Entre la poire et le fromage.

La fille pendant que la mère soupirait les yeux au plafond comme si elle allait trouver la réponse auprès de son connard de bon dieu. Mais explique nous, explique nous ce que tu peux bien lui trouver à cet épouvantail. Elle est laide, laide à faire peur. (Quelle idée, autre que celle des pétasses blondasses siliconées de tes magazines à la con as-tu de la beauté ?) Elle est monstrueusement maigre. (Vu de ton point de vue d'obèse, ça c'est sûr.) Va savoir, elle a peut être le SIDA ! Une tête de droguée faudrait être aveugle pour ne pas le remarquer ! (Bon, fumer un ou deux pétard par jour, ça n'en fait pas une droguée. Et je te signale que la plupart du temps, on fume à deux. J'ai une tête de drogué ?) Non, vraiment elle n'est pas nette cette gamine. Tu ne peux pas trouver une fille bien ? (Nous y voilà. Une fille bien, c'est quoi ? Une de ces pucelles cathos coincées que tu essaies de me refiler régulièrement ? Non, non merci.)

Elle en tartinait et re tartinait des couches et des couches.

Salir Héléna, elle s'en jouissait dessus.

Sa méchanceté était orgasmique.

Orgasme de pauvre.

 

Héléna et moi.

 

De l'amour ? Certainement pas ! Nous étions trop lumineux pour sombrer dans l’obscurité des illusions. L'amour, leur grande affaire ! Une pathologie cérébrale qui débilitait qui en était atteint. Ce n'était rien d'autre que l’instinct de reproduction qui poussait ces minables à s'accoupler. Point barre. Et nous la reproduction... Nous n'avions aucune envie de perpétuer cette espèce de lamentables nuisibles.

Quand on les regardait se bécoter les yeux dans les yeux en se bavant dessus pour en pleurer le lendemain, on balançait entre rire et nausée. Si seulement le ridicule les avait tués !

 

Du sexe ? C'est à dire sombrer dans le marécage nauséabond de la pornographie ? Le sexe, une obsession qui leur faisait croire qu'ils existaient puisqu'ils copulaient et se reproduisaient. Comme deux singes sans poil qui grimaçaient jusqu'à cette convulsion finale qu'ils appelaient orgasme. Une éphémère agonie de l'un dont l'autre se nourrissait.

Le sexe eût été notre désastre. Il nous aurait éloignés l'un de l'autre. Détruits.

On baisait parfois, rarement. Sans jamais jouir. Quel intérêt ? Que cet abject rictus final sur la figure déformée de l'autre.
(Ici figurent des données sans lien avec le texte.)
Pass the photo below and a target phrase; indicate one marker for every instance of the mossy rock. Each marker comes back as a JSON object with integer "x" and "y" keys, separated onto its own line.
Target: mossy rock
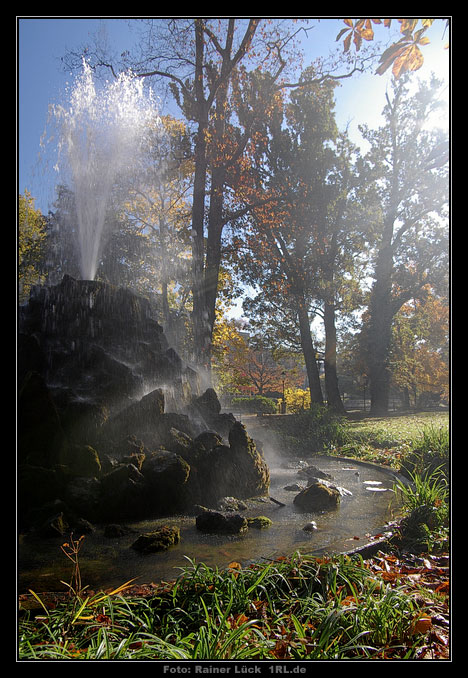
{"x": 318, "y": 497}
{"x": 159, "y": 540}
{"x": 260, "y": 522}
{"x": 84, "y": 461}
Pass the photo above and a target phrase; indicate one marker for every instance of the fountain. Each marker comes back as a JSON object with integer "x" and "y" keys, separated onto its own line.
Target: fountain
{"x": 114, "y": 427}
{"x": 101, "y": 136}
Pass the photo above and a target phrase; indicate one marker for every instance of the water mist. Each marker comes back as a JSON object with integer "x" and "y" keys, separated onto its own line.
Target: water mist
{"x": 102, "y": 134}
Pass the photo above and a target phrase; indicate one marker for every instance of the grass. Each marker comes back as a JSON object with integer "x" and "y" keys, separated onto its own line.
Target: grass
{"x": 294, "y": 608}
{"x": 297, "y": 608}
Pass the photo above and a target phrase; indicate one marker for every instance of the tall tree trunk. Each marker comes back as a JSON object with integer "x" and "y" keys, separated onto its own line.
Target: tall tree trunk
{"x": 309, "y": 354}
{"x": 198, "y": 205}
{"x": 331, "y": 378}
{"x": 380, "y": 330}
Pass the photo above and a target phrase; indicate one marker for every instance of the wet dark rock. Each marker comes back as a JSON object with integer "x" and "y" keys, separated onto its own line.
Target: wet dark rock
{"x": 259, "y": 522}
{"x": 114, "y": 531}
{"x": 159, "y": 540}
{"x": 231, "y": 504}
{"x": 83, "y": 460}
{"x": 87, "y": 351}
{"x": 313, "y": 472}
{"x": 216, "y": 522}
{"x": 318, "y": 497}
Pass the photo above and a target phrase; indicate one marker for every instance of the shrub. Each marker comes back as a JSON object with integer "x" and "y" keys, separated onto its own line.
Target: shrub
{"x": 254, "y": 405}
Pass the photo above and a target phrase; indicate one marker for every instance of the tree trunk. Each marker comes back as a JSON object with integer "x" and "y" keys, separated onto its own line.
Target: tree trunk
{"x": 309, "y": 354}
{"x": 331, "y": 378}
{"x": 380, "y": 329}
{"x": 198, "y": 205}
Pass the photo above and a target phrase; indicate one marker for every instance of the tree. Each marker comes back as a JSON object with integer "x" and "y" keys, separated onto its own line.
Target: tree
{"x": 407, "y": 168}
{"x": 32, "y": 235}
{"x": 303, "y": 248}
{"x": 200, "y": 59}
{"x": 404, "y": 55}
{"x": 419, "y": 351}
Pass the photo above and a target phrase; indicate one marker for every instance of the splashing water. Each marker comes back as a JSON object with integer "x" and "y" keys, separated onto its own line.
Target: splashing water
{"x": 102, "y": 134}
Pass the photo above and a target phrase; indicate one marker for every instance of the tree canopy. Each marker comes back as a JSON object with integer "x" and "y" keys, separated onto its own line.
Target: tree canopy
{"x": 255, "y": 185}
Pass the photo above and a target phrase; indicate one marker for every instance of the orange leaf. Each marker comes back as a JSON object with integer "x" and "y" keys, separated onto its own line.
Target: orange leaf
{"x": 411, "y": 59}
{"x": 422, "y": 625}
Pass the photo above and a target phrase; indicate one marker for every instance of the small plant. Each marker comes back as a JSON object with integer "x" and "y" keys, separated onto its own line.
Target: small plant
{"x": 72, "y": 549}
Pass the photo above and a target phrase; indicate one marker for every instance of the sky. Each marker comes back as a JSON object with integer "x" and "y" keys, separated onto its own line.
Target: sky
{"x": 41, "y": 81}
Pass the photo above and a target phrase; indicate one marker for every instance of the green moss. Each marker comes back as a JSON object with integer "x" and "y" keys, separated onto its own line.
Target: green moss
{"x": 260, "y": 522}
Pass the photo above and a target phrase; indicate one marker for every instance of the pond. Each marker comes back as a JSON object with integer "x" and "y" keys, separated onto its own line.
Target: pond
{"x": 108, "y": 562}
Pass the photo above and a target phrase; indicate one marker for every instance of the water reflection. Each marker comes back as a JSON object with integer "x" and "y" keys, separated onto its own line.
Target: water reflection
{"x": 110, "y": 562}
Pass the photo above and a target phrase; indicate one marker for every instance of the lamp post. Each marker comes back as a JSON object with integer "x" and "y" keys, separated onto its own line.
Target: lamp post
{"x": 363, "y": 380}
{"x": 283, "y": 404}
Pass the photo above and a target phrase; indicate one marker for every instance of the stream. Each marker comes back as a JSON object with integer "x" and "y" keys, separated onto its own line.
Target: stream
{"x": 109, "y": 562}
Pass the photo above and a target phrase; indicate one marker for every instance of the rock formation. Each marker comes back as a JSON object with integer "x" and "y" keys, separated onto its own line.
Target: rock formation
{"x": 112, "y": 424}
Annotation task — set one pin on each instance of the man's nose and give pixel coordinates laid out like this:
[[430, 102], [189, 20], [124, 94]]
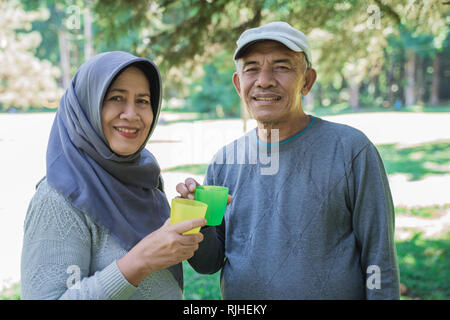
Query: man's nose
[[266, 78], [130, 112]]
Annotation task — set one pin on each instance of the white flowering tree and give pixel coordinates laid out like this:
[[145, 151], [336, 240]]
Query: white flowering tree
[[25, 80]]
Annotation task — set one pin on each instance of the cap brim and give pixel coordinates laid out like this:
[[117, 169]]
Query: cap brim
[[291, 45]]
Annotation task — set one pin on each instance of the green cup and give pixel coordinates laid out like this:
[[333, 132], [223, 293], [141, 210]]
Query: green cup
[[216, 199]]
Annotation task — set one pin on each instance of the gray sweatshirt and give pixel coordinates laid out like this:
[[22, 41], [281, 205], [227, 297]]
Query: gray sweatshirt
[[68, 256], [313, 220]]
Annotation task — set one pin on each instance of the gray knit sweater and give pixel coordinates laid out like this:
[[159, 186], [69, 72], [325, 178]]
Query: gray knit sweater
[[66, 255]]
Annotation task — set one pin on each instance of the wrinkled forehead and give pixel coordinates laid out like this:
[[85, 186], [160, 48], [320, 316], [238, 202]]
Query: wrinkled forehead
[[271, 50]]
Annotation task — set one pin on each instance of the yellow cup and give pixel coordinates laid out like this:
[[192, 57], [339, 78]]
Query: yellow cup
[[186, 209]]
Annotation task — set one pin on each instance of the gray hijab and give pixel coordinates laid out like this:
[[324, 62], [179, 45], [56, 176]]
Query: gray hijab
[[122, 194]]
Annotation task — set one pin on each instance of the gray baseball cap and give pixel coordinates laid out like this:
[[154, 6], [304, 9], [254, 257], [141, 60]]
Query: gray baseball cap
[[278, 31]]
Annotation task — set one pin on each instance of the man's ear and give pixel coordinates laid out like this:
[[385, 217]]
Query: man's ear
[[237, 83], [310, 78]]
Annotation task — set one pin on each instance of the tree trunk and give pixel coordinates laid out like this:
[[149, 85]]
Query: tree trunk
[[410, 66], [88, 48], [420, 83], [64, 54], [390, 82], [434, 95], [354, 95]]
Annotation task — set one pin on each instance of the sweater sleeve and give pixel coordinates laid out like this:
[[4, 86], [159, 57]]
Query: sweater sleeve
[[373, 224], [209, 258], [56, 255]]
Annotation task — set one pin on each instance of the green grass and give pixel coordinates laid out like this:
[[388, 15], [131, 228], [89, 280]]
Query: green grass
[[425, 266], [200, 287], [344, 108], [434, 211], [417, 161]]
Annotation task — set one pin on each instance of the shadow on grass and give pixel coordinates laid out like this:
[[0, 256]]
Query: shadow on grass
[[200, 287], [425, 266], [417, 161]]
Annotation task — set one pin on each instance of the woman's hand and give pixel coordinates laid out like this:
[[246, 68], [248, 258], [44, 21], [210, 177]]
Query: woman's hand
[[160, 249], [187, 190]]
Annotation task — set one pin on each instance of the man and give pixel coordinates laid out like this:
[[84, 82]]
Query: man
[[318, 226]]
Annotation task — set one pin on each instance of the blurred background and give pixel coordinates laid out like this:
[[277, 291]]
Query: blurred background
[[383, 67]]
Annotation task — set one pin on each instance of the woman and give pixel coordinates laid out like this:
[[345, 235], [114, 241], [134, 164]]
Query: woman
[[98, 227]]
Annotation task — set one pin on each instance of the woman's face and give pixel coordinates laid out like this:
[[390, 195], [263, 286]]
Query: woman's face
[[126, 112]]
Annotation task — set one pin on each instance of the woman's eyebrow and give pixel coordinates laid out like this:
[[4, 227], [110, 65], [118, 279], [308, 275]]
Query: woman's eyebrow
[[119, 90], [282, 61], [126, 91]]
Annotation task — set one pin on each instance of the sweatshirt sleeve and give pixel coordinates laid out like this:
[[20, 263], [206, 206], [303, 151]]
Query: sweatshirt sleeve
[[56, 256], [209, 258], [374, 224]]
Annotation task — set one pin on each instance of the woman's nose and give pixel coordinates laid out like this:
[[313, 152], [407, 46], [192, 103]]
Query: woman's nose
[[130, 112]]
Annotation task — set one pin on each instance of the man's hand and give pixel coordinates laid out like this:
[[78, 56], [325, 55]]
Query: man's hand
[[187, 190]]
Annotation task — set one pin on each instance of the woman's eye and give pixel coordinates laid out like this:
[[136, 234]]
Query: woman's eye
[[116, 98]]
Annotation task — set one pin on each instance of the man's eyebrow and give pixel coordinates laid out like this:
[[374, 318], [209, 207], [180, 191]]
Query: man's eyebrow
[[283, 61], [249, 63]]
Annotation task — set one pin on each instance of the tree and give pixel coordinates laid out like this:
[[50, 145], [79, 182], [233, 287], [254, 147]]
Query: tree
[[24, 80]]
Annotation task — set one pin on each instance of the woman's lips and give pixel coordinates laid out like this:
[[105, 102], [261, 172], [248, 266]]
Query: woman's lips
[[127, 132]]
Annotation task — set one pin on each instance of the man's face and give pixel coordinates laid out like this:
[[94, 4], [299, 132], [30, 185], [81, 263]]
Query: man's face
[[270, 81]]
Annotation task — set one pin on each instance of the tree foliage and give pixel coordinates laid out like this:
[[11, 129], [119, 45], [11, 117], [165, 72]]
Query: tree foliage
[[24, 79]]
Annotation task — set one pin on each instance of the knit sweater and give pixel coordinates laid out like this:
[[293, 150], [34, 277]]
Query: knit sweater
[[320, 225], [66, 255]]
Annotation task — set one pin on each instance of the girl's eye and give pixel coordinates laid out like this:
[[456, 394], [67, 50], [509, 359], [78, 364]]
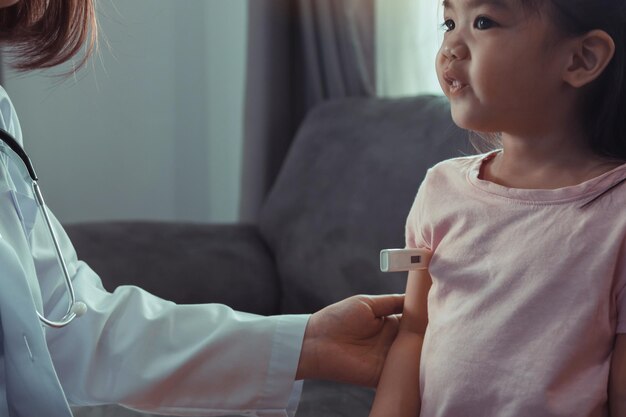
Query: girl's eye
[[483, 23], [448, 25]]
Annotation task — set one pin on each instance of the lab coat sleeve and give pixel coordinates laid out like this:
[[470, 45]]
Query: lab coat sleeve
[[146, 353]]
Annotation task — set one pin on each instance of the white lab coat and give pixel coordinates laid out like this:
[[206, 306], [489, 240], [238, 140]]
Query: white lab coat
[[130, 347]]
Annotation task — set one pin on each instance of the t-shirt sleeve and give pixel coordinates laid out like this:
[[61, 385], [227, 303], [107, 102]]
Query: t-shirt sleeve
[[415, 222]]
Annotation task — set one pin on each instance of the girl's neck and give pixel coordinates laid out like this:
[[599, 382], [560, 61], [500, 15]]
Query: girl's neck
[[544, 162]]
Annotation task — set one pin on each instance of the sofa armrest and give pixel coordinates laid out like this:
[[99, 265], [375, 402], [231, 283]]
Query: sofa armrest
[[183, 262]]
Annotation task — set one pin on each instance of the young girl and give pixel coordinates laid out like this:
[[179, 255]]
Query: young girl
[[130, 347], [523, 310]]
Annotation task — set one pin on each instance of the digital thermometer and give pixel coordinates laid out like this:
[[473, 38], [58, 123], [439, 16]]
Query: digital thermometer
[[394, 260]]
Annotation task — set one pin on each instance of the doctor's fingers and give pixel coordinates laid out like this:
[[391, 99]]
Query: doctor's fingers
[[384, 305]]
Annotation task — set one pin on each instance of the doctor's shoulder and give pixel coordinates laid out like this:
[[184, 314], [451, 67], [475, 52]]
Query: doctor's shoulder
[[8, 116]]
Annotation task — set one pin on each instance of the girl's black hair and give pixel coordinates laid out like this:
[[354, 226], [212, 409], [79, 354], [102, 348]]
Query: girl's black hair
[[604, 107], [45, 33]]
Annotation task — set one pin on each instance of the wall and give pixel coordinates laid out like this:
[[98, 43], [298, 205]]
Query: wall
[[152, 128]]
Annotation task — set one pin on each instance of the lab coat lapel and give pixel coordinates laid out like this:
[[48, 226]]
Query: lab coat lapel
[[32, 386]]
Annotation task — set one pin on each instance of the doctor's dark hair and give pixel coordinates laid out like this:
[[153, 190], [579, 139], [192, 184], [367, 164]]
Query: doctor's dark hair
[[45, 33], [604, 103]]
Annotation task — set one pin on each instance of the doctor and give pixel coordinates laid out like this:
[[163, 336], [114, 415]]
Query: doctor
[[129, 347]]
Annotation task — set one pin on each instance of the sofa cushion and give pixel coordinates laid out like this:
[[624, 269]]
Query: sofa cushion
[[345, 190], [186, 263]]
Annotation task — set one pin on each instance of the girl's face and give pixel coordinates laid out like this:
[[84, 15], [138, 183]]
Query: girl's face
[[499, 65]]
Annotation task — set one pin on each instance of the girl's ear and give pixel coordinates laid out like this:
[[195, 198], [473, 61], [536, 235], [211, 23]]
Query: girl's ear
[[591, 54]]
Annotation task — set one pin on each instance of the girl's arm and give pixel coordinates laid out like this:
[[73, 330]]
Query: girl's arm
[[398, 392], [617, 380]]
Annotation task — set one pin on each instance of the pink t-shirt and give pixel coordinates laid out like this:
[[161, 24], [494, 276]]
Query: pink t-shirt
[[527, 295]]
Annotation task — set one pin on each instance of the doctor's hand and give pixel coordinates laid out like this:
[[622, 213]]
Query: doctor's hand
[[348, 341]]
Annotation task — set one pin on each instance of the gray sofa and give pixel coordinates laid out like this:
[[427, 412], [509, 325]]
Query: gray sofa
[[343, 194]]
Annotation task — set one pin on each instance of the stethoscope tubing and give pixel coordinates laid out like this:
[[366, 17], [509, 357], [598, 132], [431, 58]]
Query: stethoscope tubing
[[74, 308]]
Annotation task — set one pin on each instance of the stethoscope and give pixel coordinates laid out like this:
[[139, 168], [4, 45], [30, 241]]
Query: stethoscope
[[74, 308]]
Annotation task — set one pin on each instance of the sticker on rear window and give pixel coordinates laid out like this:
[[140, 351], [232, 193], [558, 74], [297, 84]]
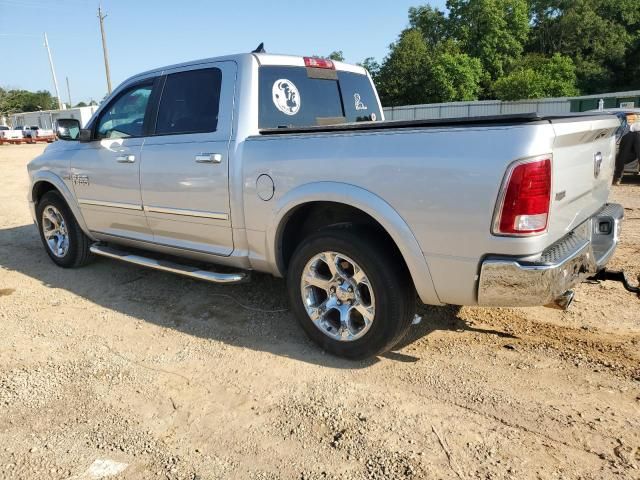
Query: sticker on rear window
[[358, 102], [286, 97]]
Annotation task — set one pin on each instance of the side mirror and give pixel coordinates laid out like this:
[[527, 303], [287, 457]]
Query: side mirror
[[85, 135], [67, 129]]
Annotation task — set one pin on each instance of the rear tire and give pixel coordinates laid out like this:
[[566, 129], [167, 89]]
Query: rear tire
[[386, 290], [63, 239]]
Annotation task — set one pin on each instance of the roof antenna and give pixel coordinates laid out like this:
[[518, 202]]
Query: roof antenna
[[260, 49]]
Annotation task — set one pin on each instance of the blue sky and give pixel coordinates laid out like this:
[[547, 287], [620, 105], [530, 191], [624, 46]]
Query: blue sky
[[142, 34]]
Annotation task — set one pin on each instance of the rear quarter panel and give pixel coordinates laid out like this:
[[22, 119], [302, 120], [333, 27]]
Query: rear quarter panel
[[443, 182]]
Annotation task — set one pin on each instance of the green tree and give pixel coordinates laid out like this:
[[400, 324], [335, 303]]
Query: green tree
[[599, 35], [494, 31], [401, 78], [16, 101], [415, 73], [432, 23], [372, 66], [538, 76], [336, 55], [454, 77]]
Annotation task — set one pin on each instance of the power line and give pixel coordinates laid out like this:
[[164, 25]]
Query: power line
[[102, 16], [53, 71]]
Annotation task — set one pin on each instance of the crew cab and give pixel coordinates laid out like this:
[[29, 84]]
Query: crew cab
[[285, 165]]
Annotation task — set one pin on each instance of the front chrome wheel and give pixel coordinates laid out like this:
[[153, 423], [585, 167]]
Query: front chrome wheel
[[55, 231], [338, 296]]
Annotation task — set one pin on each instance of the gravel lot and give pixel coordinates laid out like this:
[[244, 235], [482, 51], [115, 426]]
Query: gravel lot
[[173, 378]]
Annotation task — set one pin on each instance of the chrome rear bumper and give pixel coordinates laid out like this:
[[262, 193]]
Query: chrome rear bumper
[[509, 282]]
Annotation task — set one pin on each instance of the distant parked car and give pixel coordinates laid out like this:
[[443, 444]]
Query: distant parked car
[[8, 135], [36, 134], [628, 117]]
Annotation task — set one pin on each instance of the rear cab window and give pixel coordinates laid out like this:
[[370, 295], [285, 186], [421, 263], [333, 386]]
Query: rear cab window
[[301, 97]]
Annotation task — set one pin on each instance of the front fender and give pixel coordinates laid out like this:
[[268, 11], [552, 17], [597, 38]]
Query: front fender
[[369, 203], [59, 184]]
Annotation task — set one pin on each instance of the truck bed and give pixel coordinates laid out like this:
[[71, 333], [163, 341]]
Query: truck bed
[[492, 120]]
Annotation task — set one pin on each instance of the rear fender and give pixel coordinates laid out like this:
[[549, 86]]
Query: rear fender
[[369, 203]]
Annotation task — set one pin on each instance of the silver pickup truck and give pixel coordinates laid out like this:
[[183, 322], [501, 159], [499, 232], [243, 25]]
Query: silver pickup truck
[[285, 165]]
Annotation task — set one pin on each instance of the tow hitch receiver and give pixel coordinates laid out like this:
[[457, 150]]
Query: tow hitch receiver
[[617, 276]]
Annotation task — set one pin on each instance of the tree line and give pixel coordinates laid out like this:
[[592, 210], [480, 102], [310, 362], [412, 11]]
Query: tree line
[[18, 100], [511, 50]]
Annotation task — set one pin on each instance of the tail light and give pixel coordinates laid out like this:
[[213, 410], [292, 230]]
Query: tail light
[[315, 62], [525, 198]]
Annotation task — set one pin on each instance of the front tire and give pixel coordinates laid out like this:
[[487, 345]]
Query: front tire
[[351, 292], [63, 239]]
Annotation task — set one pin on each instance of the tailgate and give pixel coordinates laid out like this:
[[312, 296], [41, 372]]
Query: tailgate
[[583, 162]]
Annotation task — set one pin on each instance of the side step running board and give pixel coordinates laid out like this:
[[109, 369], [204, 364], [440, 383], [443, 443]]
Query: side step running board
[[186, 270]]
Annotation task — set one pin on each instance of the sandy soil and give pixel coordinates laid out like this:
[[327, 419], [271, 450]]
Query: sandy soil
[[172, 378]]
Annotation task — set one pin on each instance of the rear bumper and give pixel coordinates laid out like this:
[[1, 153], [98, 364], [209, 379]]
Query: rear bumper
[[515, 282]]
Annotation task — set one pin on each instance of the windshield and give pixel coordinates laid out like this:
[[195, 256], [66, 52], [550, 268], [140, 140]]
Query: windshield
[[291, 97]]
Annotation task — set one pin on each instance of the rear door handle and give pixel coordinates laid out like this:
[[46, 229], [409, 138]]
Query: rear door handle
[[208, 158], [126, 158]]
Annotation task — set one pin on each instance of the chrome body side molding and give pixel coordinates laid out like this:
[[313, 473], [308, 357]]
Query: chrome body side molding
[[167, 266]]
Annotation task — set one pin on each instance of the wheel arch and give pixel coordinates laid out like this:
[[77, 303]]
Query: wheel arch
[[45, 182], [354, 199]]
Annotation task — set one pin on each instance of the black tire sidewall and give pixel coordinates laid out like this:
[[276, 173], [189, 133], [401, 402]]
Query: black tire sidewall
[[392, 289], [55, 199]]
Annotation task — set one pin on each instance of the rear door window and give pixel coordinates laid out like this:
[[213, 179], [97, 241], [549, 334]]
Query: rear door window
[[190, 102]]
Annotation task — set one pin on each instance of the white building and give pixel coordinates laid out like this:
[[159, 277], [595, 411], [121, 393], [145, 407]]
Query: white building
[[47, 118]]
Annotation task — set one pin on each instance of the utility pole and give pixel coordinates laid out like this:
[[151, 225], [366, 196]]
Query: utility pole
[[102, 16], [69, 93], [53, 71]]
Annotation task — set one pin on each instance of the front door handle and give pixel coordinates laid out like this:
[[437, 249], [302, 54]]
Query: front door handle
[[208, 158], [126, 158]]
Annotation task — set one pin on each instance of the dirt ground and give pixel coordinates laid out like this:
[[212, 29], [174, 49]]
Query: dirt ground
[[114, 368]]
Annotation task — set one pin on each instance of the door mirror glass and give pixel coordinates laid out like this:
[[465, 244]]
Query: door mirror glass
[[85, 135], [125, 116], [67, 129]]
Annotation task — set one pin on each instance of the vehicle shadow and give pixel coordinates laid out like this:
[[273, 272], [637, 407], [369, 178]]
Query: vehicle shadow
[[252, 315], [631, 180]]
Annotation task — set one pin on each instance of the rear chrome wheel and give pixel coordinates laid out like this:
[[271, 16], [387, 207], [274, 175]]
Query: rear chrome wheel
[[350, 291], [338, 296], [54, 229]]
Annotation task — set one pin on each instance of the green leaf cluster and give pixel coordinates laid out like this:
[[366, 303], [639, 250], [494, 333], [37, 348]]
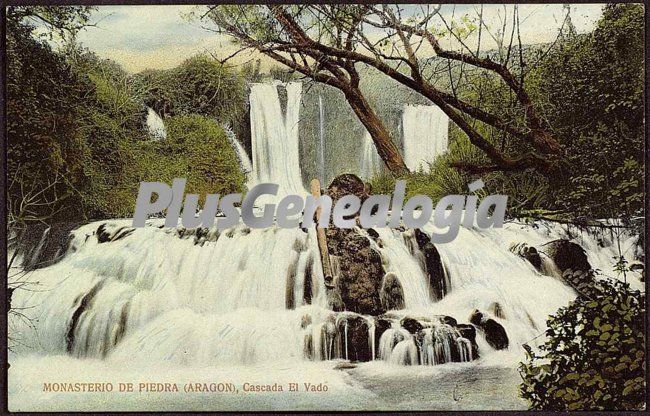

Nous avions le sens de l'esthétisme trop élevé pour ça.

Baiser, c'était peut être une forme de suicide à blanc.

 

Héléna.

 

Héléna,

c'était vital.

Ma respiration, mes battements cardiaques.

La purificatrice de ma physiologie.

Elle m'empêchait de pourrir avant de crever.

 

Voilà ce que je lui trouvais oh connasse pétrie de putréfaction physique et mentale.

 

Héléna.

Je refusais absolument de la dire morte.

Envolée, partie de son plein gré.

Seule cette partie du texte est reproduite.